Zero-Downtime Cluster Maintenance: Comparing the Procedures for Upgrades versus DB/OS Maintenance

Author: , Posted on Monday, August 26th, 2019 at 1:42:28pm

Overview

The Skinny

Part of the power of Tungsten Clustering for MySQL / MariaDB is the ability to perform true zero-downtime maintenance, allowing client applications full access to the database layer, while taking out individual nodes for maintenance and upgrades. In this blog post we cover various types of maintenance scenarios, the best practices associated with each type of action, and the key steps to ensure the highest availability.

Important Questions

Understand the Environment as a Whole First

There are a number of questions to ask when planning cluster maintenance that are critical to understand before starting.

For example:

  1. What is the cluster topology?
    • Standalone (connectors write to single cluster master)
      Single cluster: Locate the service name and the node list
    • Composite Master-Slave (CMS) (active/passive, connectors write to single cluster master)
      Multiple clusters: Locate the list of service names and the nodes per service
    • Composite Master-Master (CMM) (active/active, connectors write to multiple cluster masters)
      Multiple clusters: Locate the list of service names and the nodes per service
  2. Where are the connectors installed?

    Since the Connectors are where the calling client application meets the database layer, it is critical to understand where the Connectors are running and how they are being used by the various database clients to best plan the appropriate procedures for your deployment.

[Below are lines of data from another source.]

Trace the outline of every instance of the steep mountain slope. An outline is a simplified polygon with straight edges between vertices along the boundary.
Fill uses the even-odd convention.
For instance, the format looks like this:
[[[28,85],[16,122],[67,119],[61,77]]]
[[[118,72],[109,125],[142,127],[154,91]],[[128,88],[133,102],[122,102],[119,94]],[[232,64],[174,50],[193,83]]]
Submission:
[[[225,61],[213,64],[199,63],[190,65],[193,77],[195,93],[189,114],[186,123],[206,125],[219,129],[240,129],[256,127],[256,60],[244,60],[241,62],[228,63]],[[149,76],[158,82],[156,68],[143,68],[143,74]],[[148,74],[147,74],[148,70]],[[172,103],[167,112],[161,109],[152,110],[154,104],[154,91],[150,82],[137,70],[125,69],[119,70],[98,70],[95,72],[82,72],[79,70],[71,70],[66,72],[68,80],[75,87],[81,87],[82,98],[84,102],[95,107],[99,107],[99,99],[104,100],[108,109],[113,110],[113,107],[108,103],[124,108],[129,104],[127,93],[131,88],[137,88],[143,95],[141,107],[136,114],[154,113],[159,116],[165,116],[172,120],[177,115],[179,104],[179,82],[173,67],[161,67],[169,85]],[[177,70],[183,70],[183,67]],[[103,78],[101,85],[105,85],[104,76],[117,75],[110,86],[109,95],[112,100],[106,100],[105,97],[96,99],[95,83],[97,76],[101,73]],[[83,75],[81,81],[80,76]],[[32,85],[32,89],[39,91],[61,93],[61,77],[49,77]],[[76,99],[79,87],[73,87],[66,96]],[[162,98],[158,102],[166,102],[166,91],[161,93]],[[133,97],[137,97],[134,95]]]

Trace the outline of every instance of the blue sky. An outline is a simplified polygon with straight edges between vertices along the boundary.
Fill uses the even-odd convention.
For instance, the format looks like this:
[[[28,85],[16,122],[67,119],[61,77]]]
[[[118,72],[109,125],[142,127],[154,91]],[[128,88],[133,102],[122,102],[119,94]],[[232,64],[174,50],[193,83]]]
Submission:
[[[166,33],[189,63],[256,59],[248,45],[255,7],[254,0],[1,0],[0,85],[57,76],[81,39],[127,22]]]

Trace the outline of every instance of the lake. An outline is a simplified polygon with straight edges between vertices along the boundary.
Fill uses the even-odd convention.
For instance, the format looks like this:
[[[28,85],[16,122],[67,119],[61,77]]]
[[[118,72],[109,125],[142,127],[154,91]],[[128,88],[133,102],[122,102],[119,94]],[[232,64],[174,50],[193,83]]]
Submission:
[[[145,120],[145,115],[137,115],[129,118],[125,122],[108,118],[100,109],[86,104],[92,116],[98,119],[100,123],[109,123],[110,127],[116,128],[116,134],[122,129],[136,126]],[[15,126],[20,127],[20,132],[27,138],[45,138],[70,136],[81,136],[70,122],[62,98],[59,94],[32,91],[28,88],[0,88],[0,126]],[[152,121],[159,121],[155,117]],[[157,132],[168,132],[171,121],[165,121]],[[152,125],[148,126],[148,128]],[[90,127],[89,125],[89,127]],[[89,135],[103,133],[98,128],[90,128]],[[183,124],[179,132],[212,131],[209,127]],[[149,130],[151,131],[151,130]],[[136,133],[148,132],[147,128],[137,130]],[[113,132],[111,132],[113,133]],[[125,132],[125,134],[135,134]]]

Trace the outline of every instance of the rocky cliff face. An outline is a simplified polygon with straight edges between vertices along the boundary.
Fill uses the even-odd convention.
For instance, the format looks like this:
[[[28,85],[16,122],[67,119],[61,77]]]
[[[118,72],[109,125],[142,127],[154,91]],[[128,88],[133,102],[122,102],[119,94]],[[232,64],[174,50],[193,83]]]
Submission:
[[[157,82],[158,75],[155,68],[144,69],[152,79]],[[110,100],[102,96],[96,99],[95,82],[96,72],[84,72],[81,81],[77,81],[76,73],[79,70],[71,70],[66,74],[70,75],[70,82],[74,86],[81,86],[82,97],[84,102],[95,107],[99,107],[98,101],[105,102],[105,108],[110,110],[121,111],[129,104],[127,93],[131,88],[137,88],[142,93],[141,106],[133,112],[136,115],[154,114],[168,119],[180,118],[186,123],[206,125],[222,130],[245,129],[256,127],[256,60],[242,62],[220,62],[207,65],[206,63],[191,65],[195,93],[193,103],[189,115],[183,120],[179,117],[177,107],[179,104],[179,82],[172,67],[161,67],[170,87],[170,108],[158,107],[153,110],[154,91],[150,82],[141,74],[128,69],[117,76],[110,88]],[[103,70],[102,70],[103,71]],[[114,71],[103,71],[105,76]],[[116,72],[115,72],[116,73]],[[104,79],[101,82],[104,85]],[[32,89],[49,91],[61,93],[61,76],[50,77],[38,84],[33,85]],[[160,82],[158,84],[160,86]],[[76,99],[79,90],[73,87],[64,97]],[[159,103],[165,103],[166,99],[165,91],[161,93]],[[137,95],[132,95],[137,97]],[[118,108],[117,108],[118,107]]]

    • On the application servers?

      There is an architectural expectation that there is a load-balancer above multiple applications servers, which would remove the application node in the event of a Connector failure, and therefore remove any single point of failure at the application layer.

    • On a Connector farm fronted by a load balancing solution?
    • On the database nodes?
  3. What load-balancing solution is being used in front of the Connectors, if any?

    Tungsten Connectors are not inherently highly-available – they provide HA for the database layer, so some form of HA solution is required for the Connector layer.

    • How are client connections drained from an individual Connector?
    • Is this procedure fully documented and practiced?
  4. Are there any downstream consumers running the Tungsten Replicator?
  5. Is it possible to take a maintenance window?
  6. What are times of the least traffic during the week over the entire day?

Maintenance Scenario: Database or OS Restart

Rolling Thunder

This scenario covers cases where the database itself will be down, either because of an OS reboot or the restart of the MySQL daemon itself.

The best practice for operations involving an OS reboot or a database restart is a procedure called “Rolling Maintenance”, where each database node is serviced one at a time.

The reason for this is that attention must be given to multiple layers in order to ensure uptime – look at both connections per Connector and connections per database (both available via cctrl> ls):

  • Database layer – the database will go down, so we need to prevent all client connections through the Connector to that database node prior the the reboot or restart, both existing and new.
    This is accomplished via the shun command within cctrl.
  • Connector layer – if the Connector is running on the database node and that node gets rebooted, then all connections through that Connector will be abruptly and ungracefully severed when the restart occurs.
    This needs to be handled by draining connections from that Connector in the load balancer layer above.  Note that if restarts are happening during a maintenance window and the application is offline, we do not have to drain the connector, further simplifying the process.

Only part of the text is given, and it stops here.